A few years ago I was visiting a friend who had a 3 year old.
Of course I ended up bonding with the little one and we became best friends.
Kids seem to know how highly I think of them and usually are drawn to me.
Beautiful Fairy Princesses
The three year old was drawing pictures of fairy princesses. Every time she would draw a new picture she would run over to me and show me with such excitement. I would grab the picture with both hands and hold it out admiring it with great interest.
At one point I held one of her pictures up and said
“This is the most beautiful drawing of a fairy princess I have ever seen!”
Her mother suddenly came over to me and said “Come on Vivek be realistic. This is not the best picture of a fairy princess you have ever seen. It’s ok, it is well done for her age, but it is certainly not the best ever.”
Offering a Realistic Assessment – to a THREE Year Old!
She explained to me, in front of her daughter, that it’s important that we be realistic in how we describe things to our children so they don’t get an over inflated sense of their abilities.
This mindset is so deflating for little ones.
Why try and limit the way kids see themselves?
Why not encourage them to believe they can do anything they want to?
How can one be “realistic” about the quality of a drawing?
How could she know that it wasn’t the most beautiful fairy princess that I had ever seen?

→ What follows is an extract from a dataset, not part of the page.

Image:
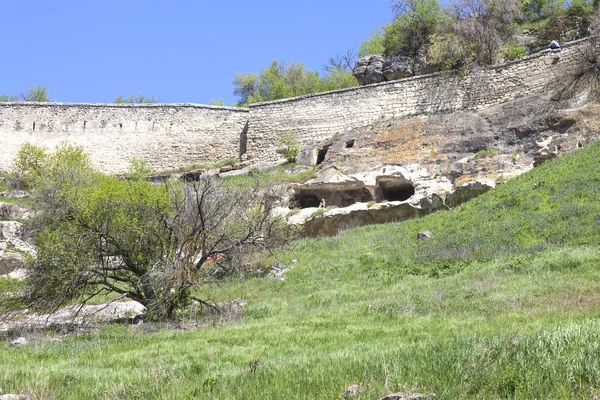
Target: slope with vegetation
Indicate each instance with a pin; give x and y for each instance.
(501, 302)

How can she know that it wasn’t the most beautiful that her daughter had ever seen?
She can only judge it by her own standards.
I Believed I Could Draw, and Then…
I remember drawing a person when I was 3.
I can actually remember seeing it as being perfectly representational.
I was so proud.
Every time someone saw it they would laugh at how cute the drawing was.
No one could appreciate how beautiful it was.
No one saw it how I saw it.
As I grew I saw that it looked less and less representational.
I quickly stopped believing that I could draw.
If I had been encouraged to keep drawing how I saw things as representational, even though to others it clearly wasn’t, I believe I would have been able to evolve that talent as I grew up and evolved.
The fact that it was viewed as a cute 3 year old drawing and dismissed affected me. I didn’t believe I could do any better. And honestly I never did get any better. Even as an adult that was pretty much the extent of my ability.
I Had To Reclaim a Lost Ability
It wasn’t until 35 years later that I took control of my own programming and decided that I wanted to draw. I actually saw that same drawing (my mom kept it) and it brought back a flood of memories. I can remember how proud of it I was. How happy it made me that I could draw a perfectly accurate picture of a person.
And I can remember how deflated I felt when no one else could see how beautiful it was.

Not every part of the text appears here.